My Stainless Steel Confession

It’s time.

I have a confession.  It’s slightly embarrassing, a tad stupid, quite humorous, and one of those things that will make you wonder, “This girl has a college degree?”

Why now, you ask?  Let me explain.

Several years ago, when my husband and I were dating (if you can call living together “dating”), we were enjoying life, pre-children.  We enjoyed going out with friends, hanging out on the Sunset Strip at places like Red Rock and the Rainbow, and enjoyed an occasional bottle of wine while playing darts in our kitchen.  Yes, the kitchen.  Believe it or not, we (along with our dog, Dino – may he rest in peace) lived in a semi-studio apartment, about 600 square feet, if that.  The kitchen served as a make-shift bar and my office.  Convenient, huh?

So… one night, we were playing darts (Pete was probably kicking my patooty as usual) when “stainless steel” was mentioned in conversation.  Note: a few glasses of wine had been consumed at this point. All of a sudden, it was like a bolt of lightening resonated through my entire being.  STAIN-less.  I get it!!  It doesn’t stain.  DUH.

Let me defend myself here by saying that I know how a stainless steel counter or a stainless steel stock pot should perform.  However, for some reason, my brain never extracted the “stain” from “stainless”.  Ridiculous, I know.  Laugh and enjoy.  I don’t mind.  Really.

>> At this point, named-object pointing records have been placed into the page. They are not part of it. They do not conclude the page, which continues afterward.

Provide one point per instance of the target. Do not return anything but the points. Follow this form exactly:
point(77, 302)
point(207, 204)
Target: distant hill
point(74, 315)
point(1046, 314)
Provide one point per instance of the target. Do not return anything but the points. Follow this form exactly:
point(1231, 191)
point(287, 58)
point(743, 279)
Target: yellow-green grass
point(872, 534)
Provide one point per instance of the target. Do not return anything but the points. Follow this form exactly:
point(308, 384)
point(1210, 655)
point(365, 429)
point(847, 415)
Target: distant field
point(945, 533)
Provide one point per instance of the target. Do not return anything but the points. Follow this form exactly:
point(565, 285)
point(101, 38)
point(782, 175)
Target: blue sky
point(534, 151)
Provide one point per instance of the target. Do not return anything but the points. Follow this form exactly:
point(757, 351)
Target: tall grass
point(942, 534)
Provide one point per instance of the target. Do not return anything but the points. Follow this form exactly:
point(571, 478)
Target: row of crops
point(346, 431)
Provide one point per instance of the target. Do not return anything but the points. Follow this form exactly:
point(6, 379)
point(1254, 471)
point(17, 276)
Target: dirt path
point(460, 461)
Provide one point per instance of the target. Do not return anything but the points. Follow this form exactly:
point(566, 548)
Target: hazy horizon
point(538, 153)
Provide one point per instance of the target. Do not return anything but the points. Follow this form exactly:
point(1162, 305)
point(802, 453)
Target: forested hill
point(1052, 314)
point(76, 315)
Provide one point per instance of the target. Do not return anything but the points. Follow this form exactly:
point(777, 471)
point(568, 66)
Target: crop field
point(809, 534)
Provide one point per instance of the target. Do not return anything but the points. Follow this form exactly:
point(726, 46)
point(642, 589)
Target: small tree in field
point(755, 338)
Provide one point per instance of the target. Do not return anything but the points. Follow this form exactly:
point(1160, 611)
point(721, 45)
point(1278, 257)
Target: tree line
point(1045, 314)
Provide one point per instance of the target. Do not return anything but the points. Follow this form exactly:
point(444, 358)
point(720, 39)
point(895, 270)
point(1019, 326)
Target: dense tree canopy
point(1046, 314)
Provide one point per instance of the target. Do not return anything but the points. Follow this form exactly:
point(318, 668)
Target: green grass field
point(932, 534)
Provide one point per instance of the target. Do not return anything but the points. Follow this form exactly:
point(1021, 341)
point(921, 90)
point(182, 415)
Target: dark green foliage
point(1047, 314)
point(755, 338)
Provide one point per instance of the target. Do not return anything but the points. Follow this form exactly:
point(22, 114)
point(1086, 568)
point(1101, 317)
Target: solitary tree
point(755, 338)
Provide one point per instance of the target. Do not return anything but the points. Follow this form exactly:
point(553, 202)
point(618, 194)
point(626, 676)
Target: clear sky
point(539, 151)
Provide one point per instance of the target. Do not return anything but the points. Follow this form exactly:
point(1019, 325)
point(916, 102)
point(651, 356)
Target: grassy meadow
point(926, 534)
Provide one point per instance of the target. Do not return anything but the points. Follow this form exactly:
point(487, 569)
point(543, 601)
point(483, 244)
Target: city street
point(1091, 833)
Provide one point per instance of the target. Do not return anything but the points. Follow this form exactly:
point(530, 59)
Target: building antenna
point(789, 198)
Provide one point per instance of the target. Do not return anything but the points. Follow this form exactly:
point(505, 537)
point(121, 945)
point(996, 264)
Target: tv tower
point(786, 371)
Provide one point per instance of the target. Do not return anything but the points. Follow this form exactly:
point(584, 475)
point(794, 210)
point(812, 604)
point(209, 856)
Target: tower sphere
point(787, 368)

So, why do I bring this up now, you ask?

The other night, James was a little restless (to say the least).  As a result, I spent most of the night consoling him while catching up on Season 4 of Californication, the Showtime series where David Duchovny plays Hank Moody, a very sex-driven writer.

The next day, I told Pete about my evening.  They say lightning never strikes twice in the same place, but…

If you need me to explain further, I don’t feel so bad.